Droits de l'Homme

Déclaration de la Délégation algérienne 35ème session du Conseil des Droits de l’Homme Point 3 : de l’ordre du jour Dialogue groupé avec - le Rapporteur spécial sur la violence contre les femmes, ses causes et ses conséquences -la Rapporteuse spéciale s

Monsieur le Président ;

Nos remerciements à M. Diego García-Sayán pour son premier rapport qui trace la feuille de route pour ses futures activités, à laquelle nous exprimons par ailleurs notre soutien. Ma délégation saisit cette occasion pour rappeler qu’à l’occasion de la présentation de son troisième rapport de l’Examen Périodique Universel, le 8 mai dernier, le Gouvernement algérien avait adressé une invitation à M. le Rapporteur spécial sur l’indépendance des juges et des avocats ainsi qu’à cinq autres titulaires de mandats pour effectuer des visites en Algérie.

Ma délégation remercie également Mme Dubravka Šimonović, Rapporteuse spéciale sur la violence contre les femmes, ses causes et ses conséquences, pour la présentation de son rapport, dans lequel elle a insisté sur le rôle de l’Etat pour combattre la violence à l’égard des femmes.

Les stéréotypes négatifs à l’égard des femmes engendrent souvent une violence invisible qui provoque ou qui explique une bonne partie de la violence physique contre les femmes. Ma délégation souhaiterait savoir si Mme la Rapporteuse spéciale pourrait consacrer davantage d’importance à cette question de violence invisible à l’égard des femmes dans les sociétés ?

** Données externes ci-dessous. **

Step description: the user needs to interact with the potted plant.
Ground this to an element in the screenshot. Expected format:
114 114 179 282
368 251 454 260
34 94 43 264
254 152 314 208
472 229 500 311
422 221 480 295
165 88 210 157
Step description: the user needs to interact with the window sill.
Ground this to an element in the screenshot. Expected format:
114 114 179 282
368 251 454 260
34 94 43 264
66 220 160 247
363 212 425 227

En ce qui concerne l’Algérie, la prise en charge de la violence à l’égard des femmes, est assurée à travers plusieurs mécanismes et textes. Les réformes importantes qui ont été introduites sur le cadre juridique national ont permis des avancées considérables dans le sens de l’éradication de la violence à l’égard des femmes sous toutes ses formes. La loi 15-19 adoptée en 2015 pénalisant la violence domestique, une première dans la région, s’ajoute aux autres dispositifs de lois portant essentiellement sur l’incrimination du harcèlement sexuel et l’octroi à la victime les moyens juridiques pour poursuivre l’auteur en justice.

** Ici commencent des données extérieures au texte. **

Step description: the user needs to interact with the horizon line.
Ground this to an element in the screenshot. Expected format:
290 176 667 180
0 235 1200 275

Une stratégie nationale de lutte contre la violence à l’égard des femmes est en vigueur depuis 2007.Une Commission nationale a été instituée le 25 novembre 2013, afin de s’assurer de la mise en œuvre effective de cette stratégie nationale. Elle regroupe des représentants des différents secteurs ministériels directement impliqués, des associations actives dans le domaine de la lutte contre la violence faite aux femmes, des universitaires et des experts.La Commission a identifié trois axes de travail:

- l’amélioration de la qualité de la prise en charge ;

- le renforcement du volet préventif à travers l’autonomisation de la femme dans les différents domaines.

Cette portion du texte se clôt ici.